平穏な生活は続かない
新しい章ですー
この地の果てにきて、もう2週間たった。特に変わったことはないけど、ちょっとしたことで残機が減るのでいつか心不全になるんじゃないかと思ってる。今の残機は90。ちょっとタワーの周囲を散歩したら減ってた。何が原因なのかさっぱり。
世界樹のお役目をクリアしてから次のお役目がないので、そろそろ残機を補充したい。
初日に襲撃してきたドラゴンのプリティちゃんは男の娘。世界樹になってしまったスカイツリーの天空回廊の上をねぐらと決めたようで、毎日酒をせびってくる。要望を聞いているんだから残機が増えてもいいと思うんだ。
『伊能さまー、もう日も沈みますわ。上に行くのですわー』
「上に行くたびに残機が減るんだよね。下りでも減るしさ。新幹線エレベーターって直せないの?」
『速くする改良なら可能ですわ』
「残機の減りが早くなりそうなので聞かなかったことにしてください」
いっそ家でも建てようか。庭付きで畑にしちゃうのもいいな。
『森の魔獣に襲われて、より早く残機が減るのですわ』
「散歩で残機が減った理由がそれじゃん! てかその魔獣設定、俺は聞いてないんだけど」
迂闊に散歩もできないじゃん。タスケテ。
絶望でまたアルコールに沈むか、と考えてた矢先。
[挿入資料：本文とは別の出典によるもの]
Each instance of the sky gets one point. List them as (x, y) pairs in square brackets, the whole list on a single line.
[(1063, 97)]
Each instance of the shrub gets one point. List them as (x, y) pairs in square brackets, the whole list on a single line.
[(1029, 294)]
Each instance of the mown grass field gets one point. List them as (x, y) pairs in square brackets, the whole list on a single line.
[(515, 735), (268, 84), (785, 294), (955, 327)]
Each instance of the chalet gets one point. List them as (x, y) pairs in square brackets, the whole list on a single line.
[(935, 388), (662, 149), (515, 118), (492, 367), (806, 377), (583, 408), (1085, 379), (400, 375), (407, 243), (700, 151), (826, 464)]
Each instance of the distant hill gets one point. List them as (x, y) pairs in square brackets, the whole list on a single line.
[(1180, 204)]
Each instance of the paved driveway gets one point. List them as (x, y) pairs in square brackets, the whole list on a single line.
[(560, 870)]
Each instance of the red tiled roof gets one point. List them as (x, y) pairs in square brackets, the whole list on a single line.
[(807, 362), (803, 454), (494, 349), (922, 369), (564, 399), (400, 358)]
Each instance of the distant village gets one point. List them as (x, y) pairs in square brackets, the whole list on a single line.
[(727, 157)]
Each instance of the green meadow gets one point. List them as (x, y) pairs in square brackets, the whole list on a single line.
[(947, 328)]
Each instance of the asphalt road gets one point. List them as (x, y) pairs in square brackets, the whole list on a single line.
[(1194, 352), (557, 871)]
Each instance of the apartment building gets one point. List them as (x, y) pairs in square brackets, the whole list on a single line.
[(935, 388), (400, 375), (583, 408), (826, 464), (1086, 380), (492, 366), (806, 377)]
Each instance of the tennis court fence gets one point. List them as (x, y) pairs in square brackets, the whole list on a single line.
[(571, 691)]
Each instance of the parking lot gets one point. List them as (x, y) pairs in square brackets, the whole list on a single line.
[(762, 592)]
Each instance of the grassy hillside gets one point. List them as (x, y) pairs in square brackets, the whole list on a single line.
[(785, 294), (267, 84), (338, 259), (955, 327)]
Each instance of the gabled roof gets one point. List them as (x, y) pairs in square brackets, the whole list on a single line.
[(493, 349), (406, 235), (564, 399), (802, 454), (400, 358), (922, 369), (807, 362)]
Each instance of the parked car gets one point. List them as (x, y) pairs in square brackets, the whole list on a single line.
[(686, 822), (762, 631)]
俺の視界のど真ん中に
お役目発生
②エルフ襲撃、がんばろう
③洪水発生、ドワーフもいるよ!
④ネコと和解せよ
と表示された。
世界樹が確か①だったから、これ連番なんだね。なんかゲームチックで、まぁ、酒が飲めれば別にいーんだけどさ。
なんだろう、一番穏便そうな④を選びたいんだけど、そのネコってのがわざわざカタカナなあたり悪意しか読み取れないんだ。
『伊能さま、どうなされたのですわ? あら、何か来たのですわ』
矢の影とターンという音と一緒に、女紙様が世界樹のエレベーターに縫い付けられた。